Based on our research, however, we also found four challenges with regard to local CCR efforts: (1) a lack of clarity about what CCR means in practice, particularly with regard to math instruction, “nonacademic” knowledge and skills, and career readiness; (2) a lack of coherence across college and career readiness programs within regions, districts, and schools; (3) a lack of capacity in terms of the professional learning needed to develop and improve college readiness efforts, except through one-time grants; and (4) a lack of sustainability for those efforts that do exist. Local educators said they wanted more guidance from the state in the above areas—as well as in assessing student outcomes for CCR, to know how well they are doing in supporting student learning. Educators also want deeper, more consistent connections with higher education.
In a separate study, we asked community college students about their CCR experiences in high school. They told us that work-based learning opportunities were critically important to them. Nearly all the students we interviewed who participated in internships described the value they received in being exposed to the world of work, particularly in keeping them engaged in school. Further, they told us that relationships with an influential adult at school had been crucial to their persistence and success in school, whether that adult worked at a CCR program or elsewhere. They also said that they were not prepared enough for community college. They were surprised by the demands of college, including the challenges of studying independently and the rigors of college coursework.
Our research over the past two years tells us that educators do not want to reinvent the wheel. Yes, they want local control of key decisions, but they also want guidance from the state about which models to consider. They’ve told us that the state’s efforts regarding CCR are not yet fully defined. And for their part, students told us they want access to career readiness programs and they want better preparation for college.
So what can the state do regarding CCR policy, within a local-control environment?
1. Determine who has access to high-quality CCR programs statewide and then broaden that access, to ensure equitable access throughout the state, including in rural areas.
2. Identify and disseminate information about exemplary CCR programs, to assist school districts in implementing their own models.
3. Expand the kinds of CCR programs included in CALPADS. There are many career pathway programs in use by school districts for which the California Longitudinal Pupil Achievement Data System (CALPADS) does not collect student performance data.

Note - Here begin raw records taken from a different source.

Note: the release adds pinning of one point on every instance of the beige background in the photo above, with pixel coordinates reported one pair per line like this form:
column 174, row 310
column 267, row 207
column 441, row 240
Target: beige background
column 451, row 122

4. Incentivize cross-system collaboration. Collaboration between K-12 and higher education in pathway programs offers a good place to build on existing momentum, but there are barriers to sharing data in a systematic way.
5. Refine the College/Career Indicator (CCI) in the state’s new accountability system, but proceed with caution. Local educators expressed concerns about the difficulty of measuring career readiness accurately. Since the metrics that make up the CCI are based on data that are already collected by the state, there may be possible negative impacts on existing local programs that are not included in CALPADS or that are not readily quantifiable, like time management skills.
6. Strengthen the focus of school climate in the CCI. Students in our study were nearly unanimous in asserting the centrality of having a caring adult guiding their educational careers.
For state policymakers, there may be a tension between providing local control and state guidance—but not so much on the part of local educators. School teachers and local administrators appear to want local control of decision-making and clearer, more specific, guidance from the state. As college and career readiness principles continue to be implemented locally, state policymakers should be receptive to local concerns so that the statewide vision is executed successfully.